Friday, December 30, 2011

Three Words

                                                                Larry Muller "Little Papa"
                                                     
          Do you ever have those days where years ago seems like yesterday and last week seems like forever ago? You remember random things about that day like what you were wearing or something one person said. Today is one of those days, and it will always be. Today is the 8th anniversary of the celebration of the freedom of my Little Papa from Parkinson's, and a sad day for all who knew him. It is odd to use the word celebration, but that is truly what it was in a way. He got to see the God and Creator he talked about all the time. He got to see the reason he lived and breathed and served. I will always remember the man of God that he was and the love that he showed to his family.

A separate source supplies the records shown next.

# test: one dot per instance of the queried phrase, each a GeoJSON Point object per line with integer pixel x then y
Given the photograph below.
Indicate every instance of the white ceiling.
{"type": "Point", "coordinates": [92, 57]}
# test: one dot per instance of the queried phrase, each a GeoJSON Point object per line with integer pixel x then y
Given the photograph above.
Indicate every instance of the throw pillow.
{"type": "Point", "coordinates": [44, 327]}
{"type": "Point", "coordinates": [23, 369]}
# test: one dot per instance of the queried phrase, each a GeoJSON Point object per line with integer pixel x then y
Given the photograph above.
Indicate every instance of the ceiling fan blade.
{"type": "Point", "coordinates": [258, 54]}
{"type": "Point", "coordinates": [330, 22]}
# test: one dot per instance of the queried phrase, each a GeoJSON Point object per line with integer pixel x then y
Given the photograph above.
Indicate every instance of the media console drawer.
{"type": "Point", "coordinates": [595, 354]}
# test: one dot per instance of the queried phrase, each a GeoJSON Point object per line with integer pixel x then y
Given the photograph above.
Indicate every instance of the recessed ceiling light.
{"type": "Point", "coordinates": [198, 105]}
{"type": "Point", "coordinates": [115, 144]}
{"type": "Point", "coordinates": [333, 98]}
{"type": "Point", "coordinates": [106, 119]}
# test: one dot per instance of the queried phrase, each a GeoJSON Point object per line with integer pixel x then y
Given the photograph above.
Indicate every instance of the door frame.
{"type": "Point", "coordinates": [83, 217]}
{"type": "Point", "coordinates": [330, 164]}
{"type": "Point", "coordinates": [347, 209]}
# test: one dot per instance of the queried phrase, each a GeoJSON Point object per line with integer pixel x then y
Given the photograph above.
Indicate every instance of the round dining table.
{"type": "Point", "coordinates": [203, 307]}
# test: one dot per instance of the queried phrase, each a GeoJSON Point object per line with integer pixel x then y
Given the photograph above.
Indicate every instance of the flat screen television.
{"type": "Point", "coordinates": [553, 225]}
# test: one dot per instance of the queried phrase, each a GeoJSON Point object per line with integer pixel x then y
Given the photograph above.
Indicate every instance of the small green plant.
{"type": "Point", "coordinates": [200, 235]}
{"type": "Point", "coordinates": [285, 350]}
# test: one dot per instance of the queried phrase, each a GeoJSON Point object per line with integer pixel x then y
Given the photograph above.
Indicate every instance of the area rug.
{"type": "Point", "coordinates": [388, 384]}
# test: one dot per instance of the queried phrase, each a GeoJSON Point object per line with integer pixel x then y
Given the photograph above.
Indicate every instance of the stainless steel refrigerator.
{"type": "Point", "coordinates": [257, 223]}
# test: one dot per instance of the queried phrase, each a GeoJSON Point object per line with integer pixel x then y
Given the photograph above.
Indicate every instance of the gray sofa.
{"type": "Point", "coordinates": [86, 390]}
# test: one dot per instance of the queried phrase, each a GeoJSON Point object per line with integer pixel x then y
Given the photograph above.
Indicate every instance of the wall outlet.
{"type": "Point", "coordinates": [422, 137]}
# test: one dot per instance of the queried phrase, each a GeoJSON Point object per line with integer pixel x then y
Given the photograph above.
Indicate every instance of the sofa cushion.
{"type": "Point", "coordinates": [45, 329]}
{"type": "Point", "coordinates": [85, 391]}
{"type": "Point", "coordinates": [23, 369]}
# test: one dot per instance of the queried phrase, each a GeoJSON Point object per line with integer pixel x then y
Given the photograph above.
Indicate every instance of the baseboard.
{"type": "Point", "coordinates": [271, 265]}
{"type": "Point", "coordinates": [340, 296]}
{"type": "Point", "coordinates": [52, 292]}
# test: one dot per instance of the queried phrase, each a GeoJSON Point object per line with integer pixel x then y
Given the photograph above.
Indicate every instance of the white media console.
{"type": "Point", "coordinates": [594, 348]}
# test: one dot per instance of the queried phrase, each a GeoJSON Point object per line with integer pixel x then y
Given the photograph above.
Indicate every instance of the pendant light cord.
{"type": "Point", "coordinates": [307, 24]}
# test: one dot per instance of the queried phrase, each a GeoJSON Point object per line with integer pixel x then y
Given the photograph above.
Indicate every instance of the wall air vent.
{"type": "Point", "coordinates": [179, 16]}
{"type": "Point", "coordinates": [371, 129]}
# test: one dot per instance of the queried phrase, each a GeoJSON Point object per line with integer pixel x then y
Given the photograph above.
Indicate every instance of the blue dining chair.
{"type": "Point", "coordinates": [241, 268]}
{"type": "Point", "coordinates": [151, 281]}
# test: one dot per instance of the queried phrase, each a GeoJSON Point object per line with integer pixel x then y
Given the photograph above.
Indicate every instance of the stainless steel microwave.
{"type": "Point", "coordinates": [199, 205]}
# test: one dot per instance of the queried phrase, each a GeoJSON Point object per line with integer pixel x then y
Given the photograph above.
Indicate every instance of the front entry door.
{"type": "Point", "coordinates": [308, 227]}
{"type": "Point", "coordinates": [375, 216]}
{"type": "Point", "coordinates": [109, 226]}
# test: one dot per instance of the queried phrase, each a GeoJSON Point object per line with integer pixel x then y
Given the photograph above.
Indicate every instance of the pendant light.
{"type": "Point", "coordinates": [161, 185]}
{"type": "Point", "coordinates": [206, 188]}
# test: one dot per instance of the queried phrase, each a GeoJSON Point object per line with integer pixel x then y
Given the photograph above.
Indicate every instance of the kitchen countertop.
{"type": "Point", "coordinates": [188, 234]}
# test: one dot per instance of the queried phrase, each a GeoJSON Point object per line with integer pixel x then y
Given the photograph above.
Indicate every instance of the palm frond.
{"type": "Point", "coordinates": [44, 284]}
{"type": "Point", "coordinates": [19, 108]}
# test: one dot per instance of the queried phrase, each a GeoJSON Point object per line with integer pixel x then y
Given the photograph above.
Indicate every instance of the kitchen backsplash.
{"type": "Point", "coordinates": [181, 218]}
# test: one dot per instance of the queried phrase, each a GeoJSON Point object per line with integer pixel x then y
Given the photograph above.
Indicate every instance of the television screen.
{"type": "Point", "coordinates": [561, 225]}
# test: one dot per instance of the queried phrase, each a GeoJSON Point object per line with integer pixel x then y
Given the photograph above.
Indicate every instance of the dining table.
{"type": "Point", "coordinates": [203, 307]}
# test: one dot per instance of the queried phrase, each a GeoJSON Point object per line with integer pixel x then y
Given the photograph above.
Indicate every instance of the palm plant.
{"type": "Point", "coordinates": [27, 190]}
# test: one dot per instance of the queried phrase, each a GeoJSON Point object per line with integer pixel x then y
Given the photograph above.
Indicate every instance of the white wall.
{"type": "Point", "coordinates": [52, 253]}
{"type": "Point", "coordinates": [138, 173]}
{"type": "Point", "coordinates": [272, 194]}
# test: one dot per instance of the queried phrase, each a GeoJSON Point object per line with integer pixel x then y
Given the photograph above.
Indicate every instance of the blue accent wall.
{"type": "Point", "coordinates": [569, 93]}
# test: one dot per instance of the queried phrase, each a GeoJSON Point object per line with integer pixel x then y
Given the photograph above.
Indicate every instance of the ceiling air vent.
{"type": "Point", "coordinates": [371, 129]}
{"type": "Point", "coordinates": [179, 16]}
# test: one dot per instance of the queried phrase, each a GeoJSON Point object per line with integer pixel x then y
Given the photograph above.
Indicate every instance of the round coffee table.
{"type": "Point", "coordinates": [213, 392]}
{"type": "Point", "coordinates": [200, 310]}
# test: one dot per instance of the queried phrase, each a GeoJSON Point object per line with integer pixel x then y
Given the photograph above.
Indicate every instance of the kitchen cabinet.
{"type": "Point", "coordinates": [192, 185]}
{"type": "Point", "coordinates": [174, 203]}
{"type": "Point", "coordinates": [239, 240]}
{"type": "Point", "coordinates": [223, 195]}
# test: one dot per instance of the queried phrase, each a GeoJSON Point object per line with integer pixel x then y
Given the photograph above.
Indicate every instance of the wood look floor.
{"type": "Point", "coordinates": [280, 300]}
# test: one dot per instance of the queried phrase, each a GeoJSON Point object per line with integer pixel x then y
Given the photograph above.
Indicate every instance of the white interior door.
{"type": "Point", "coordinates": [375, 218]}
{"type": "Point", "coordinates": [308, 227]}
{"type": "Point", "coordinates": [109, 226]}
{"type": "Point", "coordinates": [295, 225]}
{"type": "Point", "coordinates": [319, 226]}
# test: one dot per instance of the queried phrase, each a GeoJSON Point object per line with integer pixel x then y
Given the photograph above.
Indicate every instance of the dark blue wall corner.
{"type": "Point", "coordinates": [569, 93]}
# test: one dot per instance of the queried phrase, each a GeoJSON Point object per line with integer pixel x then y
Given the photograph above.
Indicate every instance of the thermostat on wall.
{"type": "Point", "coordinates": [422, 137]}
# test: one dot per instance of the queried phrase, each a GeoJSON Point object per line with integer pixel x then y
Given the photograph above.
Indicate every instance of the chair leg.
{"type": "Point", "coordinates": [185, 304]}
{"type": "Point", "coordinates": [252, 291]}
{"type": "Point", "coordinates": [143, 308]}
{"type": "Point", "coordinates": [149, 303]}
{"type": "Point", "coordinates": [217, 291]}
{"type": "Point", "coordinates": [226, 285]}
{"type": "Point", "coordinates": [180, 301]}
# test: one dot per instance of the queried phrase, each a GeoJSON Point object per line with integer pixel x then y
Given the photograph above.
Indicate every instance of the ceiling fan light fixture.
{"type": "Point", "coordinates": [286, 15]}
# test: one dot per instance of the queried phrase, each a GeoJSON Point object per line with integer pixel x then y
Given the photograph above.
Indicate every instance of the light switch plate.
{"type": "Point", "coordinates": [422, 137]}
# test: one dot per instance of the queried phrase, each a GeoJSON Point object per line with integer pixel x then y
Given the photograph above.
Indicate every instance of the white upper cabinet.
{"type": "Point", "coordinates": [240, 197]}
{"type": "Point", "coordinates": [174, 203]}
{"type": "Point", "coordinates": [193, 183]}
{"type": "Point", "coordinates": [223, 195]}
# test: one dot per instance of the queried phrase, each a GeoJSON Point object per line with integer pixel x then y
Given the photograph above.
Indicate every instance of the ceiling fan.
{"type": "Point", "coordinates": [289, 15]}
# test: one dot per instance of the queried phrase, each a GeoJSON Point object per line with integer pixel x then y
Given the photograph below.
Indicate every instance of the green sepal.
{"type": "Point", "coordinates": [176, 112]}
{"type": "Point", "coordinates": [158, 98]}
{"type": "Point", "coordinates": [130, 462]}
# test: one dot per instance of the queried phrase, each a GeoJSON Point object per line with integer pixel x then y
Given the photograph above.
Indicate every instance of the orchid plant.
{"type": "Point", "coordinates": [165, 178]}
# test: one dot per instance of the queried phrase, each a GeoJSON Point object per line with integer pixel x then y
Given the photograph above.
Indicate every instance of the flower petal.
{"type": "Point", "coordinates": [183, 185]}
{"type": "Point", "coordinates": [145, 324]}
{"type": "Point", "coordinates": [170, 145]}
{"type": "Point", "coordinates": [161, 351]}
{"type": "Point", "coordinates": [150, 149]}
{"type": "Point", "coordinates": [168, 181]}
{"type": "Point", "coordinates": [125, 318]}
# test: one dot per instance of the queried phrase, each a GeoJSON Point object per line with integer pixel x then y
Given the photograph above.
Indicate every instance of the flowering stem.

           One thing I remember vividly is the last conversation I was able to have with him. He had not spoken a word in hours, and as I was leaving he said "I Love You." I only slightly knew how precious those words were then, but now I truly know how precious those three words are. Little papa was the family man who took me on picnics, washed his car as I washed my tricycle, would take me on a day trip to UGA every once in awhile, and who could forget picking up sticks on saturday afternoons? I mean what kid did not want to ride in the super old red truck to take the sticks to the dump, even as a girl. Oh I was grandpa's little girl.

            As my sister is almost half way through college at UGA and I have just graduated from nursing school. I cannot even imagine how proud of us he would have been. Not to mention my little cousin Sean who never met him. Oh how much he would love him. Sometimes when I am hanging out with the most awesome four year old in the world he reminds me so much of the pictures of my grandpa as a kid. It is kinda ridiculous. I cannot wait until the day I get to celebrate with you, Little Papa, and the creator of the universe forever. But until then I Love You.